I’m glad that Spring is here and that there will be increasing levels of daylight in which to work.  The dark, short days of Winter reduce the decent painting hours.  Nevertheless, I have completed work for the first show of the year and made strong in-roads into the second set.

My work is changing too.  It has always had a life of it’s own and just when I think that it is settled it moves into another transition phase.  Currently it is becoming looser and more gestural.  All detail is gone for me now. Age has exchanged it for energy. I suppose that I’m trying more and more to capture what a moment in time felt like.  I am thinking about all the senses, not just the visual.  The temperature of the air, the wind on my skin, the sounds around me, etc.  I find that I need to put away sketches and move photographs to the periphery of my vision.  I close my eyes and recall the memory of being there.  I open them and begin with almost anything - a colour that says something about the quality of the light or a shape that has lodged in my brain.  I try to work quickly and instinctively not over-thinking the marks, letting my arm make almost sub-conscious movements.  Then I will step back and see what has been revealed.  I keep doing this until I spot a key element around which I will develop the composition.  Then the colours cut in and I start balancing one against another until a piece that hangs together as a whole is created. I put in and I take out, and sometimes the taking-out turns out to be a putting-in.  Marks made seemingly by chance can sometimes become key elements and the best features of a painting because they are the least self-conscious.  It’s the spontaneity that usually yields the most accurate result.  Over-working and trying too hard can squeeze the life out a piece….but that is easier said than done!

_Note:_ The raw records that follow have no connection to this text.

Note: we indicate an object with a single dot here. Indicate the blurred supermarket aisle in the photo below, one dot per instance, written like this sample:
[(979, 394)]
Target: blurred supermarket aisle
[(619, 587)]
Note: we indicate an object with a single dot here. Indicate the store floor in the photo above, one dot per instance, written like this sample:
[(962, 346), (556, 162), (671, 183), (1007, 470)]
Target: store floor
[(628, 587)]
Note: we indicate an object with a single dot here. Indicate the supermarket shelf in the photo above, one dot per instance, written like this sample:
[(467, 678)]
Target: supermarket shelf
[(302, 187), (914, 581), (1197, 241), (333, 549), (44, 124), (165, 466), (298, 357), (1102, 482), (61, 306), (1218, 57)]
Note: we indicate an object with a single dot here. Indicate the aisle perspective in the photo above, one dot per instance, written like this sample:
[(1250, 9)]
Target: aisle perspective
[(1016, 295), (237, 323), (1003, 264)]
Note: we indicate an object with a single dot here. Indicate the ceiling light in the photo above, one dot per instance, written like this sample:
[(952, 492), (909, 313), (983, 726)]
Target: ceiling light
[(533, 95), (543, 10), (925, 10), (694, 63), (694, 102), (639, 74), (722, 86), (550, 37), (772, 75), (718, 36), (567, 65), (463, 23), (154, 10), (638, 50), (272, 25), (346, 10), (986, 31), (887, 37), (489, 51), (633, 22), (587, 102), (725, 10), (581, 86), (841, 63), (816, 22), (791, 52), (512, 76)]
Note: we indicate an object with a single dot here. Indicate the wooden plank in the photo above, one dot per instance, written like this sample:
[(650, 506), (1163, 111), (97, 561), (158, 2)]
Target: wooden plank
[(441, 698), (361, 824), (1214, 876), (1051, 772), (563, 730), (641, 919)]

I have often wondered why my work changes as it does. It’s a bit like Dr.Who metamorphosing into different versions of himself. I suppose it is simply because I am changing and will continue to do so.  The older I get, the faster I want to work. This means that I have to break my day into smaller sections.  The hours spent standing at the easel have been replaced by shorter periods of 2 - 2.5 hours.  These are interspersed with lunch, a walk or tasks of a contrasting nature, in order to refresh body and brain.  Then it is back to the easel with a fresh eye to begin again.

In an interview broadcast on Radio 4, David Hockney quoted a Chinese saying - “painting is an old man’s game”.  I have heard it said too that a painter does not hit their stride until they are 60.  Not that much time left for me, but still time to improve.  Keep on working, keep on changing.